Without advice and careful financial planning, HM Revenue and Customs can become the single largest beneficiary of your estate following your death.
The levels and bases of taxation and reliefs from taxation can change at any time. The value of any tax relief depends on individual circumstances.
Death duties have been with us for centuries, in the guise of Estate Duty, Capital Transfer Tax and now Inheritance Tax (IHT). Irrespective of the name used, the purpose has always and will always be the same; to raise revenue from the estates of citizens.
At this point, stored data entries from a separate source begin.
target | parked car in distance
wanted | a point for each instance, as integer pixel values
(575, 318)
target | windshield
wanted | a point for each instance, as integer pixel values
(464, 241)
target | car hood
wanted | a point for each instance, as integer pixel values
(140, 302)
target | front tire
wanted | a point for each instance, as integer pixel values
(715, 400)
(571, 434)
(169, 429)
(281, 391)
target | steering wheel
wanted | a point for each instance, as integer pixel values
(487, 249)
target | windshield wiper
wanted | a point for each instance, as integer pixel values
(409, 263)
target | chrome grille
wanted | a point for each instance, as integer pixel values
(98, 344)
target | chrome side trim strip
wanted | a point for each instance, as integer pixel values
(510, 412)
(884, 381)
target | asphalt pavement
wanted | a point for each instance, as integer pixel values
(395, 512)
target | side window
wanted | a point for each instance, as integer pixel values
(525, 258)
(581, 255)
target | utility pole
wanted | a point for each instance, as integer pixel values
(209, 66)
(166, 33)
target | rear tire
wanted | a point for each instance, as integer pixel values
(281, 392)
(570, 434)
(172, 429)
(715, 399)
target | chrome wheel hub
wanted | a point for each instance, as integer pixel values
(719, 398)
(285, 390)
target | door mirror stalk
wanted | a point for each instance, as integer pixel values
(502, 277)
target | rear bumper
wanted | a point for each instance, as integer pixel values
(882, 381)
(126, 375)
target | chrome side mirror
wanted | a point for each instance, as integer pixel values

Once considered a tax on the truly affluent, IHT now affects more estates than ever. It will undoubtedly come as a shock to discover that a large proportion of your wealth, which includes all of your assets such as the family home, investments including Individual Savings Accounts (ISAs), proceeds from life assurance plans, not in trust, and even old family heirlooms might actually have to be sold in order to meet the tax liability on death.
The first £325,000 of an individual’s estate (referred to as the nil rate band) is taxed at 0% and is not therefore liable to IHT.
The entire estate in excess of the nil-rate band is potentially taxed at a flat rate of 40% assuming no charitable bequests.
From 6 April 2020, each person now gets an additional £175,000 allowance to use against the value of their home if passed to a direct descendant (subject to conditions).
The levels and bases of taxation, and reliefs from taxation, can change at any time and are generally dependent on individual circumstances.